Effort & Result [UAlgo]Effort & Result is a volume spread relationship oscillator inspired by the classic idea that market effort and market result do not always move in balance. The script compares how unusual current volume is versus how unusual current price range is, then measures the gap between those two conditions. The result is a compact oscillator that helps reveal whether the market is showing heavy participation with limited progress, or strong price expansion with relatively weak participation.
The core concept is simple. Volume represents effort, while true range represents result. When effort rises much faster than result, the market may be meeting opposing liquidity and progress can become inefficient. When result rises much faster than effort, price may be moving through thinner liquidity with relatively little resistance. This script transforms that relationship into standardized values so both dimensions can be compared on the same scale.
To make the comparison more useful, the script converts both volume and true range into rolling z scores. That means each bar is judged relative to its own recent context rather than by raw magnitude alone. A large volume bar may not mean much in a market that always trades large volume, while the same raw value could be highly unusual in another market. The same logic applies to price range. By standardizing both series, the indicator focuses on anomaly versus normal behavior rather than on absolute size.
The final oscillator is the difference between effort z score and result z score. Positive readings suggest effort is leading result, while negative readings suggest result is leading effort. The script also highlights two special regimes. Absorption appears when effort is strongly positive but result remains weak. Vacuum appears when result is strongly positive but effort remains weak. These conditions are then labeled directly on the oscillator.

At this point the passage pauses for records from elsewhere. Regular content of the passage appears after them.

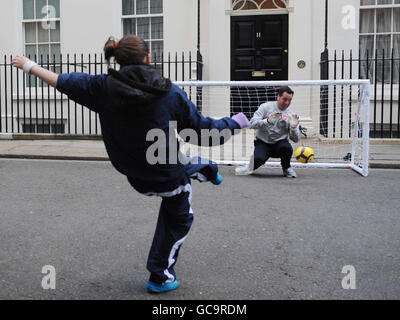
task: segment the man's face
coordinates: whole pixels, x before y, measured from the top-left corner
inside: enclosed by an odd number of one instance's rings
[[[278,108],[285,111],[292,103],[293,94],[284,92],[281,96],[278,95]]]

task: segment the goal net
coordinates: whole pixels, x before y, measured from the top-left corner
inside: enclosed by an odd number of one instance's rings
[[[250,120],[258,107],[276,101],[277,90],[294,91],[291,110],[300,116],[302,140],[291,141],[293,150],[311,147],[315,158],[303,164],[292,159],[293,167],[351,168],[368,175],[369,80],[321,80],[274,82],[175,82],[187,93],[204,116],[231,117],[243,112]],[[244,165],[254,152],[257,130],[247,128],[223,145],[203,147],[184,144],[189,157],[204,157],[219,164]],[[269,159],[266,167],[280,167],[280,159]]]

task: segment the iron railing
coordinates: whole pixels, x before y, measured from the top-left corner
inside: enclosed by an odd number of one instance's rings
[[[324,52],[321,55],[320,65],[321,80],[370,79],[371,138],[400,138],[400,57],[395,55],[394,50],[389,53],[384,50],[367,51],[365,55],[358,52],[357,58],[353,51],[346,54],[343,50],[341,52],[335,50],[333,58]],[[338,106],[343,105],[341,89],[335,89],[333,94],[339,99]],[[320,133],[322,135],[326,135],[329,129],[326,127],[330,123],[327,112],[328,99],[327,88],[321,88]],[[336,101],[336,97],[333,100]],[[340,131],[340,128],[333,130]]]
[[[102,54],[29,57],[56,73],[107,72]],[[0,57],[0,133],[100,135],[98,115],[12,66],[12,56]],[[192,54],[152,57],[152,65],[172,81],[202,80],[201,61]],[[114,68],[118,66],[114,63]]]

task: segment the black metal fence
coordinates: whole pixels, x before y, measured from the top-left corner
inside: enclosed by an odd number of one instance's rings
[[[107,73],[102,54],[29,58],[56,73]],[[12,56],[0,59],[0,133],[100,135],[97,114],[12,66]],[[191,53],[153,56],[152,65],[172,81],[202,79],[201,59],[193,59]]]
[[[370,79],[371,138],[400,138],[400,57],[394,50],[358,52],[357,58],[353,51],[335,50],[333,57],[325,51],[321,55],[321,80],[328,79]],[[329,129],[327,99],[326,88],[321,88],[320,133],[325,136]],[[338,103],[343,104],[343,96],[341,99]]]

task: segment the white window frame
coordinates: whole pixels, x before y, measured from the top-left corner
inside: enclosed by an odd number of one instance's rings
[[[59,0],[60,2],[61,2],[61,0]],[[52,61],[52,57],[53,57],[53,53],[51,52],[51,46],[52,45],[59,45],[60,46],[60,53],[62,52],[61,50],[62,50],[62,48],[61,48],[61,9],[60,9],[60,16],[59,17],[56,17],[56,18],[49,18],[49,19],[44,19],[45,17],[42,17],[42,18],[37,18],[36,17],[36,12],[37,12],[37,9],[36,9],[36,0],[34,1],[34,16],[35,16],[35,19],[25,19],[24,18],[24,12],[23,12],[23,10],[24,10],[24,0],[22,0],[21,1],[22,2],[22,40],[23,40],[23,51],[24,51],[24,54],[25,55],[27,55],[27,52],[26,52],[26,47],[27,46],[35,46],[35,54],[36,54],[36,62],[38,63],[38,64],[40,64],[42,61],[42,59],[41,58],[43,58],[43,65],[44,66],[46,66],[47,65],[47,55],[46,56],[43,56],[43,57],[41,57],[41,55],[39,55],[39,46],[40,45],[47,45],[48,46],[48,49],[49,49],[49,61]],[[49,0],[46,0],[46,5],[48,6],[49,5]],[[59,41],[51,41],[51,35],[50,35],[50,32],[51,32],[51,30],[49,29],[48,30],[48,32],[49,32],[49,41],[48,42],[39,42],[39,31],[38,31],[38,24],[40,24],[40,23],[43,23],[43,22],[49,22],[49,23],[58,23],[58,25],[59,25],[59,29],[60,29],[60,39],[59,39]],[[35,38],[36,38],[36,42],[27,42],[27,40],[26,40],[26,25],[28,24],[28,23],[35,23],[36,24],[36,35],[35,35]],[[35,56],[31,56],[30,57],[32,60],[34,60],[35,59]],[[59,56],[58,55],[56,55],[56,61],[57,61],[57,59],[59,59]],[[50,67],[53,67],[54,66],[54,63],[53,62],[49,62],[50,63]],[[53,70],[53,71],[57,71],[57,69],[59,69],[60,68],[60,63],[59,62],[56,62],[56,70]],[[31,78],[32,79],[32,78]],[[35,87],[36,85],[35,85],[35,83],[36,83],[36,81],[38,81],[37,79],[32,79],[33,81],[34,81],[34,84],[32,84],[32,86],[31,87]],[[37,84],[37,87],[38,88],[41,88],[41,85],[40,85],[40,83],[41,83],[41,81],[38,81],[38,84]],[[26,88],[28,88],[29,87],[29,77],[27,77],[27,79],[26,79]]]
[[[122,2],[122,0],[121,0]],[[125,30],[124,30],[124,20],[128,20],[128,19],[136,19],[136,33],[137,33],[137,21],[140,18],[149,18],[149,39],[143,39],[144,41],[146,41],[147,45],[149,46],[149,50],[150,50],[150,54],[151,54],[151,58],[153,58],[152,52],[151,52],[151,44],[152,42],[162,42],[163,44],[163,52],[164,52],[164,0],[163,0],[163,9],[162,9],[162,13],[150,13],[150,0],[148,0],[148,8],[149,8],[149,13],[146,14],[136,14],[136,10],[137,10],[137,5],[136,5],[136,0],[135,0],[135,14],[130,14],[130,15],[124,15],[122,12],[122,7],[121,7],[121,30],[122,30],[122,36],[125,34]],[[152,30],[151,30],[151,18],[163,18],[163,38],[157,38],[157,39],[152,39],[151,38],[151,34],[152,34]],[[160,61],[161,57],[157,56],[157,61]]]
[[[394,2],[394,1],[393,1]],[[373,51],[370,53],[370,61],[374,61],[375,59],[375,53],[376,53],[376,42],[377,42],[377,36],[388,36],[390,35],[390,52],[385,52],[385,58],[386,59],[391,59],[391,53],[392,53],[392,49],[394,46],[394,35],[399,35],[400,36],[400,31],[394,31],[394,23],[395,23],[395,19],[394,19],[394,10],[392,10],[392,17],[391,17],[391,31],[390,32],[377,32],[377,21],[376,21],[376,10],[379,9],[394,9],[394,8],[400,8],[400,3],[399,4],[374,4],[374,5],[361,5],[360,4],[360,20],[361,20],[361,11],[362,10],[375,10],[375,14],[374,14],[374,32],[373,33],[361,33],[361,30],[359,31],[358,34],[358,43],[360,43],[360,39],[361,36],[373,36],[374,37],[374,49]],[[360,21],[361,22],[361,21]],[[379,54],[380,52],[378,52]],[[378,60],[380,60],[381,58],[378,58]],[[371,82],[373,82],[374,79],[371,79]],[[400,81],[400,80],[399,80]],[[377,85],[378,86],[382,86],[382,81],[377,81]],[[388,83],[384,84],[386,87],[389,86]],[[396,92],[398,91],[397,88],[399,86],[399,83],[393,83],[393,87],[396,88]],[[385,91],[389,90],[388,88],[386,88]],[[386,92],[385,92],[386,93]],[[398,99],[398,97],[397,97]]]
[[[66,128],[68,126],[68,120],[67,119],[55,119],[55,118],[50,118],[50,122],[49,119],[41,119],[39,118],[38,121],[36,121],[35,117],[32,117],[32,119],[30,118],[25,118],[22,119],[21,117],[19,118],[19,129],[21,133],[32,133],[32,134],[37,134],[38,133],[38,126],[49,126],[50,127],[50,132],[47,133],[39,133],[39,134],[56,134],[56,132],[54,132],[54,128],[53,126],[56,125],[62,125],[63,126],[63,131],[61,134],[65,134],[66,133]],[[24,125],[32,125],[35,128],[35,132],[25,132],[24,131]],[[57,134],[60,134],[59,132]]]
[[[232,11],[265,10],[265,9],[261,9],[261,7],[263,6],[264,3],[267,3],[267,2],[270,2],[271,4],[274,5],[275,8],[272,10],[286,9],[289,6],[289,1],[288,0],[281,0],[281,1],[284,4],[284,7],[278,6],[277,3],[275,2],[275,0],[263,0],[260,2],[260,4],[257,4],[257,2],[255,0],[231,0],[231,10]],[[236,7],[236,5],[238,5],[240,2],[243,2],[242,7],[234,9]],[[256,9],[243,9],[243,7],[246,3],[252,3],[256,7]],[[266,9],[266,10],[271,10],[271,9]]]
[[[60,2],[61,2],[61,0],[59,0]],[[22,0],[22,3],[24,2],[24,0]],[[46,5],[48,6],[49,5],[49,2],[48,2],[48,0],[46,0]],[[22,10],[23,10],[23,5],[22,5]],[[34,5],[34,15],[36,15],[36,0],[35,0],[35,5]],[[22,32],[22,36],[23,36],[23,46],[24,46],[24,52],[25,52],[25,50],[26,50],[26,46],[27,45],[35,45],[36,46],[36,56],[37,56],[37,59],[39,59],[40,58],[40,56],[39,56],[39,45],[48,45],[49,46],[49,52],[50,52],[50,56],[51,56],[51,45],[60,45],[60,52],[61,52],[61,32],[60,32],[60,41],[51,41],[51,38],[50,38],[50,34],[49,34],[49,42],[39,42],[39,32],[38,32],[38,28],[36,28],[36,42],[34,43],[34,42],[32,42],[32,43],[27,43],[26,42],[26,24],[28,24],[28,23],[36,23],[36,24],[38,24],[38,23],[43,23],[44,21],[48,21],[48,22],[50,22],[50,23],[58,23],[59,25],[61,24],[61,12],[60,12],[60,17],[58,17],[58,18],[50,18],[50,19],[46,19],[46,20],[44,20],[44,17],[42,17],[42,18],[37,18],[37,17],[35,17],[35,19],[24,19],[24,16],[23,16],[23,14],[22,14],[22,25],[23,25],[23,32]],[[60,26],[60,29],[61,29],[61,26]],[[60,30],[61,31],[61,30]],[[50,29],[49,29],[49,31],[48,31],[49,33],[50,33]],[[31,58],[34,58],[34,57],[31,57]],[[40,61],[39,61],[40,62]]]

In practical use, the indicator can help identify hidden resistance to price movement, low liquidity expansion, or moments where market participation and delivered movement are out of balance. It is best used as a context tool rather than a standalone entry engine.
🔹 Features
🔸 Effort Versus Result Framework
The script separates market behavior into two dimensions. Volume is treated as effort, and true range is treated as result. This creates a clean and intuitive model for comparing participation versus delivered movement.
🔸 Rolling Z Score Standardization
Both effort and result are transformed into rolling z scores over the selected lookback window. This makes the oscillator adaptive to the recent environment and allows direct comparison between volume and range.
🔸 Delta Oscillator
The final plotted value is the difference between effort z score and result z score. This gives the user a direct read on whether volume is leading range or range is leading volume.
🔸 Absorption Detection
When effort is strongly positive but result is weak or negative, the script flags absorption. This can indicate that strong participation is being met by opposing liquidity and price progress is being contained.
🔸 Vacuum Detection
When result is strongly positive but effort is weak or negative, the script flags a vacuum condition. This can indicate that price is moving through thin liquidity with little resistance.
🔸 Context Aware Histogram Coloring
The histogram changes color depending on whether the bar reflects absorption, vacuum, or neutral conditions. This makes regime identification faster and more visual.
🔸 Threshold Guides
The oscillator includes reference lines for equilibrium as well as absorption and vacuum alert thresholds, making it easier to interpret extremes.
🔸 Direct Chart Labels
Special conditions are labeled directly on the oscillator so absorption and vacuum events stand out immediately without requiring separate scanning.
🔹 Calculations
1) Defining the Flow Metrics Container
type FlowMetrics
float totalVol
float spread
float effortZ
float resultZ
This object stores the four main values used by the indicator.
totalVol stores the current bar volume.
spread stores the current bar range measure.
effortZ stores the standardized effort reading.
resultZ stores the standardized result reading.
So before any signal logic is built, the script already has a clean structure for the raw inputs and their normalized forms.
2) Measuring Effort and Result Inputs
float v = nz(volume, 1)
float tr = ta.tr(true)
This block defines the two core raw inputs of the indicator.
v is the current volume, with a fallback of 1 in case the symbol does not provide volume data.
tr is the true range of the bar, which is used as the result measure.
The reason true range is used instead of a simpler high minus low calculation is that true range also accounts for gaps relative to the prior close. This makes it a more complete measure of actual delivered price movement.
So the indicator begins with one participation variable and one movement variable.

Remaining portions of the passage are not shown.